In the above embodiments, it is described that before the fusion is performed, it is necessary to obtain a camera-based parabolic detection and a lidar-based parabolic detection result. An exemplary implementation is described below.
Obtaining camera-based parabolic detection results may include:
obtaining a two-dimensional image of a target scene shot by a camera;
performing motion detection on the two-dimensional image to generate a track image;
performing curve detection on the track image, and fitting to obtain a first parabolic curve;
and judging the parabola of the first parabolic curve to obtain a first parabolic confidence corresponding to the first parabolic curve.
The motion detection of the two-dimensional image to generate the track image may include:
detecting a motion area included in the two-dimensional image, and configuring corresponding time information for the motion area according to the sequence of the two-dimensional image in the target video stream;
and generating a track image corresponding to the moving target based on the moving areas corresponding to the same moving target and included in the two-dimensional images of the multiple frames.

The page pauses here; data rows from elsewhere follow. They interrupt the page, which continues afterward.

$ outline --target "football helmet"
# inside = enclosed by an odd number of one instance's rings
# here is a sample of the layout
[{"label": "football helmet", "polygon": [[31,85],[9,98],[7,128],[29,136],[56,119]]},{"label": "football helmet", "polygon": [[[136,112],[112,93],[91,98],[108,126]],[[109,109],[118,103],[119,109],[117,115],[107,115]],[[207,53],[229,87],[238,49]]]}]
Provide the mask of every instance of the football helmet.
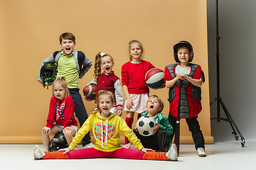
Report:
[{"label": "football helmet", "polygon": [[64,133],[61,131],[55,135],[53,138],[50,141],[50,152],[58,151],[60,149],[68,147],[67,140],[64,136]]},{"label": "football helmet", "polygon": [[43,86],[48,86],[53,84],[57,76],[57,66],[53,63],[46,63],[40,71],[40,77],[43,81]]}]

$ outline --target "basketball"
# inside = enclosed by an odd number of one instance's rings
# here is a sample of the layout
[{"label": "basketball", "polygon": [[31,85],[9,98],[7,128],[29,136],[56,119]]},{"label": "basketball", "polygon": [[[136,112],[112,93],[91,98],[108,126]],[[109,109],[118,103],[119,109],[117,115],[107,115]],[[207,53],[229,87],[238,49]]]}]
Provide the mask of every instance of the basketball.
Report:
[{"label": "basketball", "polygon": [[97,90],[97,86],[91,84],[85,86],[82,91],[85,97],[92,100],[95,100]]},{"label": "basketball", "polygon": [[164,84],[164,72],[161,69],[151,69],[146,74],[145,81],[149,87],[159,89]]}]

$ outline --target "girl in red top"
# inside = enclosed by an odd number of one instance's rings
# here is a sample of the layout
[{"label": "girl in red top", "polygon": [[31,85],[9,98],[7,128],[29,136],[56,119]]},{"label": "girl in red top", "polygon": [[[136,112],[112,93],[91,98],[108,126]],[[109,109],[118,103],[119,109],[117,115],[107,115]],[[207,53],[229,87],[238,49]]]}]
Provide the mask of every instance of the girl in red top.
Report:
[{"label": "girl in red top", "polygon": [[[65,77],[57,78],[53,84],[53,96],[50,98],[47,124],[43,128],[43,150],[48,151],[49,135],[63,130],[70,144],[78,130],[78,123],[74,115],[75,104],[70,95]],[[54,124],[55,123],[55,124]]]},{"label": "girl in red top", "polygon": [[[114,74],[112,67],[114,66],[113,57],[104,52],[99,52],[95,57],[94,77],[88,84],[97,85],[97,93],[100,90],[109,91],[114,98],[114,106],[111,108],[110,112],[114,113],[117,115],[122,115],[122,105],[123,101],[123,96],[120,85],[120,79]],[[102,69],[103,72],[102,73]],[[86,101],[92,101],[87,98],[85,96],[84,98]],[[95,100],[95,108],[97,107],[97,103]]]},{"label": "girl in red top", "polygon": [[[154,68],[149,62],[142,59],[143,55],[142,45],[139,41],[132,40],[129,42],[129,62],[122,66],[122,84],[125,94],[123,102],[123,110],[127,111],[126,123],[132,128],[134,112],[141,113],[146,110],[146,103],[149,98],[149,89],[145,81],[147,71]],[[124,148],[131,146],[125,137]]]}]

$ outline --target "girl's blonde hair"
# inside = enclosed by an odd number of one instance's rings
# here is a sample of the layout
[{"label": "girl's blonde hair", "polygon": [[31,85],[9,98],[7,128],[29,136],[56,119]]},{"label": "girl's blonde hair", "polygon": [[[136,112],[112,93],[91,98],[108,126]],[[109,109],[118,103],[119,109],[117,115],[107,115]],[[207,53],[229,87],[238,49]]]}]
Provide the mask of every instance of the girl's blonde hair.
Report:
[{"label": "girl's blonde hair", "polygon": [[94,70],[93,76],[95,77],[96,81],[97,81],[97,79],[99,78],[99,76],[101,74],[101,67],[100,67],[101,59],[106,56],[110,57],[111,60],[112,61],[112,62],[114,62],[114,59],[111,55],[108,54],[105,54],[104,52],[102,52],[97,53],[95,57],[95,70]]},{"label": "girl's blonde hair", "polygon": [[[131,45],[133,43],[137,43],[139,45],[139,46],[140,47],[140,48],[142,49],[142,54],[143,54],[143,52],[144,52],[144,49],[143,49],[143,47],[142,47],[142,42],[140,42],[138,40],[130,40],[129,42],[129,54],[130,52],[130,50],[131,50]],[[130,62],[132,60],[132,57],[131,55],[129,55],[129,60]]]},{"label": "girl's blonde hair", "polygon": [[113,96],[113,94],[110,91],[100,90],[97,93],[97,95],[96,95],[97,108],[95,110],[92,110],[91,111],[92,114],[95,114],[97,112],[100,112],[100,113],[101,112],[100,106],[99,106],[99,103],[100,103],[100,97],[104,96],[104,95],[108,96],[110,97],[110,98],[111,102],[112,103],[114,103],[114,96]]},{"label": "girl's blonde hair", "polygon": [[149,100],[150,99],[156,99],[159,102],[159,104],[160,104],[160,107],[161,108],[161,109],[159,110],[159,113],[161,113],[163,109],[164,109],[164,101],[162,99],[161,99],[161,98],[159,98],[159,96],[157,96],[156,95],[152,95],[151,96],[149,99],[146,101],[146,104],[147,103],[149,103]]},{"label": "girl's blonde hair", "polygon": [[69,94],[69,91],[66,82],[66,78],[65,76],[60,76],[58,77],[53,83],[53,95],[54,94],[54,86],[58,83],[60,84],[62,87],[66,91],[66,94]]}]

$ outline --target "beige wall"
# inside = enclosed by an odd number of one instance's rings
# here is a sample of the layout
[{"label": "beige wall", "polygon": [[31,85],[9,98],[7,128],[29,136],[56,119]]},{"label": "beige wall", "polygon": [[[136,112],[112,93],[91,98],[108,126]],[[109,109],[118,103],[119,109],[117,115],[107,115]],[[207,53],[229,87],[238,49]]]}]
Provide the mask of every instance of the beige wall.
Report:
[{"label": "beige wall", "polygon": [[[98,52],[113,56],[114,71],[121,78],[121,66],[128,61],[128,42],[144,45],[144,60],[164,69],[174,63],[172,47],[186,40],[193,46],[194,63],[199,64],[206,81],[202,86],[203,110],[199,122],[206,143],[210,135],[207,57],[206,1],[201,0],[10,0],[0,1],[1,106],[0,143],[41,143],[51,87],[37,82],[41,62],[60,50],[58,37],[71,32],[76,49],[94,63]],[[92,78],[91,69],[80,79],[82,89]],[[151,90],[164,101],[168,115],[168,89]],[[84,101],[89,112],[93,102]],[[123,113],[125,118],[125,113]],[[181,142],[191,143],[181,122]]]}]

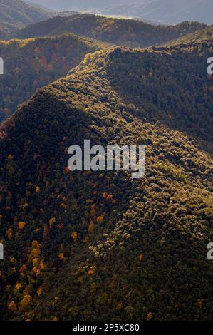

The curve detection is performed on the track image, and the fitting is performed to obtain a first parabolic curve, which may include:
and fitting a first parabolic curve corresponding to the moving target according to the moving pixel points in each moving area in the track image. This process can be subdivided into:
forming a foreground point set by using the moving pixel points in each moving area in the track image; sampling foreground points in the foreground point set to obtain a sample set; the samples in the sample set comprise a first preset number of foreground points; fitting a curve corresponding to the sample according to the position of each foreground point included in the sample; determining an adaptive value corresponding to the sample according to the relative position between each foreground point in the foreground point set and a curve corresponding to the sample; and determining a first parabolic curve according to the adaptive value corresponding to each sample in the sample set.
The parabolic judgment on the first parabolic curve to obtain a first parabolic confidence corresponding to the first parabolic curve may include:
determining, by a parabolic behavior recognition model, a confidence level of the first parabolic curve corresponding to a parabolic behavior according to the position information and the time information corresponding to each of the plurality of motion pixel points on the first parabolic curve; the time information corresponding to the motion pixel point is the time information corresponding to the motion area to which the motion pixel point belongs; determining whether the moving object corresponds to parabolic behavior according to the confidence.
(II) obtaining a parabolic detection result based on the laser radar, which can comprise:
obtaining three-dimensional point cloud of a target scene detected by a laser radar;
preprocessing the three-dimensional point cloud to obtain queue point cloud data;
carrying out parabola detection by using the queue point cloud data, and fitting to obtain a second parabolic curve;
and judging the second parabolic curve to obtain a second parabolic confidence corresponding to the second parabolic curve.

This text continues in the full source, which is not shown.